L’ODAE-Suisse et la SCCFA rejoignent les revendications de l’Organisation suisse d’aide aux réfugiés. Il faut mettre l’accent sur la prévention, et créer un organisme indépendant de gestion des plaintes. C’est la seule solution pour éviter autant que possible les conflits violents et les violations des droits fondamentaux et des droits humains, ainsi que pour documenter et sanctionner véritablement les incidents problématiques.
Par ailleurs, selon une annonce faite par le SEM à diverses organisations, un nouveau concept prévoyant des mesures de prévention de la violence sera mis en œuvre dans toutes les structures régionales d’asile d’ici fin juin 2021. Ce concept de prévention de la violence peut être consulté sur le site web de SEM en cliquant ici (en allemand).

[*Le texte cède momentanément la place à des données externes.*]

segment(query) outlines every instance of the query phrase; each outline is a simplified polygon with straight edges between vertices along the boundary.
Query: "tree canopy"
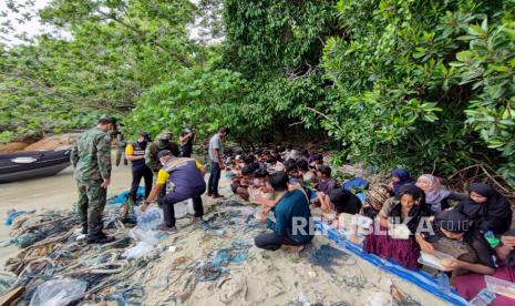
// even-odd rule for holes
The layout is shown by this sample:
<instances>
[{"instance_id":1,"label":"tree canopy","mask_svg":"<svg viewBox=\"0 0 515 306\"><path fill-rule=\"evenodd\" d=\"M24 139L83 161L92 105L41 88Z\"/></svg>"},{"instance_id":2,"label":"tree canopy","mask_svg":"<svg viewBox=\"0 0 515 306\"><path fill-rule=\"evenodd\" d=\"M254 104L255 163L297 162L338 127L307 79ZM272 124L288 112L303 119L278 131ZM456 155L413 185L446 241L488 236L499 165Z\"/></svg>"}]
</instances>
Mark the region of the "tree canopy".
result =
<instances>
[{"instance_id":1,"label":"tree canopy","mask_svg":"<svg viewBox=\"0 0 515 306\"><path fill-rule=\"evenodd\" d=\"M514 0L52 0L38 16L70 38L1 47L0 140L106 113L133 134L300 125L372 170L485 163L515 185Z\"/></svg>"}]
</instances>

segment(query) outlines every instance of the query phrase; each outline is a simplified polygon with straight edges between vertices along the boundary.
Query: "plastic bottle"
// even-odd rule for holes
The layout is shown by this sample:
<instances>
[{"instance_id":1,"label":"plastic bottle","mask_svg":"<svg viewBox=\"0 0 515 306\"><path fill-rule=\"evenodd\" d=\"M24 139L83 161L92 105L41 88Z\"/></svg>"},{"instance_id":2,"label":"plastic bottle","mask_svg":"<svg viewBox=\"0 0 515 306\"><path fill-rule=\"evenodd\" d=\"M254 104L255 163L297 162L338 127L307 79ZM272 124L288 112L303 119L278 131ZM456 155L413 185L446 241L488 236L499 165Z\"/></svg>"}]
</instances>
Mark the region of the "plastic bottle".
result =
<instances>
[{"instance_id":1,"label":"plastic bottle","mask_svg":"<svg viewBox=\"0 0 515 306\"><path fill-rule=\"evenodd\" d=\"M137 226L143 230L153 230L163 222L158 210L148 210L137 216Z\"/></svg>"},{"instance_id":2,"label":"plastic bottle","mask_svg":"<svg viewBox=\"0 0 515 306\"><path fill-rule=\"evenodd\" d=\"M495 300L495 293L488 288L482 289L467 305L470 306L487 306Z\"/></svg>"},{"instance_id":3,"label":"plastic bottle","mask_svg":"<svg viewBox=\"0 0 515 306\"><path fill-rule=\"evenodd\" d=\"M492 248L497 247L501 243L499 238L497 238L492 231L485 233L485 239L488 242Z\"/></svg>"},{"instance_id":4,"label":"plastic bottle","mask_svg":"<svg viewBox=\"0 0 515 306\"><path fill-rule=\"evenodd\" d=\"M449 276L445 273L439 273L436 275L436 284L439 285L439 290L444 294L451 293L451 285L449 284Z\"/></svg>"}]
</instances>

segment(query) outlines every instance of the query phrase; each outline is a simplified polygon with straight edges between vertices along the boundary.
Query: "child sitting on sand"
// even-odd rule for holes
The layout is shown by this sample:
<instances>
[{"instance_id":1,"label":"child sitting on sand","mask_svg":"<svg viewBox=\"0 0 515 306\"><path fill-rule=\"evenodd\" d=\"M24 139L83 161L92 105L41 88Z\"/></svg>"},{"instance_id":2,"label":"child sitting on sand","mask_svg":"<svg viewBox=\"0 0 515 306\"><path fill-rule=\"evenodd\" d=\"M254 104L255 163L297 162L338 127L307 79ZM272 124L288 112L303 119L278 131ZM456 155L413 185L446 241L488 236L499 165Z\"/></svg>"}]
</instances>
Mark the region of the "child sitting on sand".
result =
<instances>
[{"instance_id":1,"label":"child sitting on sand","mask_svg":"<svg viewBox=\"0 0 515 306\"><path fill-rule=\"evenodd\" d=\"M436 215L432 223L432 233L420 233L415 236L422 252L433 254L435 251L453 258L440 261L440 265L452 273L451 284L457 275L468 272L492 274L495 271L478 264L474 249L463 239L468 231L470 220L456 210L443 211ZM432 269L430 272L436 272Z\"/></svg>"},{"instance_id":2,"label":"child sitting on sand","mask_svg":"<svg viewBox=\"0 0 515 306\"><path fill-rule=\"evenodd\" d=\"M413 235L421 218L430 215L424 192L408 184L401 187L395 201L388 203L379 213L379 224L373 226L364 239L363 251L415 269L419 266L420 247Z\"/></svg>"},{"instance_id":3,"label":"child sitting on sand","mask_svg":"<svg viewBox=\"0 0 515 306\"><path fill-rule=\"evenodd\" d=\"M258 220L266 223L271 232L259 234L254 242L257 247L270 251L279 249L282 245L295 246L296 251L300 251L313 238L310 233L308 198L300 190L288 190L288 175L285 172L274 173L268 182L279 200L274 210L276 222L267 218L268 212L261 213ZM305 222L298 222L299 220Z\"/></svg>"},{"instance_id":4,"label":"child sitting on sand","mask_svg":"<svg viewBox=\"0 0 515 306\"><path fill-rule=\"evenodd\" d=\"M254 183L253 169L250 165L244 166L239 176L231 180L230 188L233 193L239 195L243 200L249 200L249 185Z\"/></svg>"},{"instance_id":5,"label":"child sitting on sand","mask_svg":"<svg viewBox=\"0 0 515 306\"><path fill-rule=\"evenodd\" d=\"M337 182L331 177L331 169L322 165L317 170L318 183L315 186L317 190L317 198L311 201L315 206L330 207L329 193L337 187Z\"/></svg>"},{"instance_id":6,"label":"child sitting on sand","mask_svg":"<svg viewBox=\"0 0 515 306\"><path fill-rule=\"evenodd\" d=\"M297 162L297 169L302 175L302 181L307 185L316 184L318 183L318 177L317 174L309 170L309 163L306 160L299 160Z\"/></svg>"}]
</instances>

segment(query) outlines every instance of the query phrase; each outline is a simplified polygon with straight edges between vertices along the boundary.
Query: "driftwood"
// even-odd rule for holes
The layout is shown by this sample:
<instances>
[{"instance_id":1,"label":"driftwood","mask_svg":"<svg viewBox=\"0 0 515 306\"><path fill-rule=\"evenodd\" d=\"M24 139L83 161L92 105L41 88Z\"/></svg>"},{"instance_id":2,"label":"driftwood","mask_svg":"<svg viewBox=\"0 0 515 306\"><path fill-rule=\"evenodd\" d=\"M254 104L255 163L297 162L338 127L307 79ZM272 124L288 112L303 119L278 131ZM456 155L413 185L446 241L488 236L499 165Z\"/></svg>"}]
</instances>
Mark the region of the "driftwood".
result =
<instances>
[{"instance_id":1,"label":"driftwood","mask_svg":"<svg viewBox=\"0 0 515 306\"><path fill-rule=\"evenodd\" d=\"M466 192L467 187L477 182L494 186L515 207L515 188L503 176L485 164L464 167L447 178L451 190Z\"/></svg>"}]
</instances>

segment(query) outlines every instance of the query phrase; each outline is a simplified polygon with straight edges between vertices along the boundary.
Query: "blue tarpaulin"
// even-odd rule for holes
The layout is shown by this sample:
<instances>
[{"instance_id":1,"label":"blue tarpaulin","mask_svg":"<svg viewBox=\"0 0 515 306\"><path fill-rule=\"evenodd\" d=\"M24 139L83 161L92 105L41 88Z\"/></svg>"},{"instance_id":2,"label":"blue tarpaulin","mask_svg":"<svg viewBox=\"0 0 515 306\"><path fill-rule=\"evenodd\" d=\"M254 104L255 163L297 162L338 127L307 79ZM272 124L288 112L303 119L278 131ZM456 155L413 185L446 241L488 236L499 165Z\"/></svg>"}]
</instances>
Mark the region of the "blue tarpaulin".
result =
<instances>
[{"instance_id":1,"label":"blue tarpaulin","mask_svg":"<svg viewBox=\"0 0 515 306\"><path fill-rule=\"evenodd\" d=\"M316 221L315 225L317 230L319 230L329 239L336 242L340 247L348 249L356 256L369 262L370 264L383 271L390 272L406 282L412 283L421 289L426 290L451 303L452 305L467 305L466 299L457 295L457 293L454 289L451 290L450 294L440 292L439 286L436 284L436 279L428 273L421 271L410 271L400 265L385 261L377 255L364 253L362 251L362 245L358 245L346 239L346 237L342 237L337 230L320 221Z\"/></svg>"}]
</instances>

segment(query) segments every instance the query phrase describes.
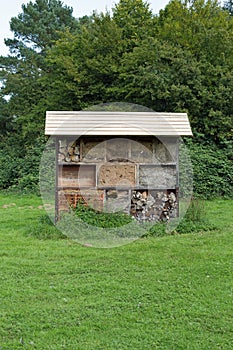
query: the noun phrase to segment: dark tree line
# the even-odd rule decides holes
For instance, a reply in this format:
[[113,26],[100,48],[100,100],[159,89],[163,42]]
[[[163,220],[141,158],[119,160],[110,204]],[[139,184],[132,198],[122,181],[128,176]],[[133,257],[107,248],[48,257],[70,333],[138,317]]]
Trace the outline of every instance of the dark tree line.
[[10,55],[0,57],[0,162],[15,148],[19,175],[12,182],[1,170],[0,187],[23,181],[32,149],[39,159],[46,110],[105,102],[185,111],[198,147],[232,162],[232,0],[172,0],[158,15],[142,0],[120,0],[112,14],[78,19],[59,0],[36,0],[10,27]]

Il reflète clairement la volonté de penser la prévention de la violence à plusieurs niveaux et, dans la mesure du possible, de manière holistique. Le concept reconnaît ainsi la corrélation élémentaire entre la qualité de vie (y compris les occupations, la vie privée, l’autodétermination, l’alimentation, etc.) et les incidents de violence. Le texte tente également de répondre à la protection des groupes particulièrement vulnérables. La SCCFA considère qu’il s’agit d’un pas important dans la bonne direction. Le concept identifie correctement les facteurs de risque, mais ne définit pas clairement les mesures à prendre et les responsabilités. Espérons que la mise en application se fera sans délai.
La situation actuelle concernant les faits de violence démontre une fois de plus le rôle crucial que jouent la société civile, les ONG et les médias dans la surveillance active du domaine de l’asile, notamment en revendiquant des enquêtes et en ne lâchant pas prise en cas d’abus soupçonnés. Il est à espérer que les débats actuels sensibiliseront non seulement le personnel des centres fédéraux d’asile, mais aussi les milieux politiques au problème de la violence, et que des améliorations durables seront mises en œuvre.
À lire ici l’interpellation d’Isabelle Pasquier-Eichenberger (Les Verts) au sujet de la violence dans les centres fédéraux d’asile, et la réponse du Conseil fédéral. Les chiffres indiqués sur le financement de la gestion des CFA sont particulièrement intéressants: pour l’année 2020, le montant alloué aux services de sécurité était de 54 millions de francs, tandis que l’encadrement social n’a coûté «que» 51 millions de francs. La SCCFA reste convaincue de notre revendication déjà ancienne: pour une sécurité améliorée dans les centres fédéraux d’asile, il faut davantage de personnel d’encadrement et moins de personnel de sécurité.
(Voir aussi davantage de vidéosurveillance)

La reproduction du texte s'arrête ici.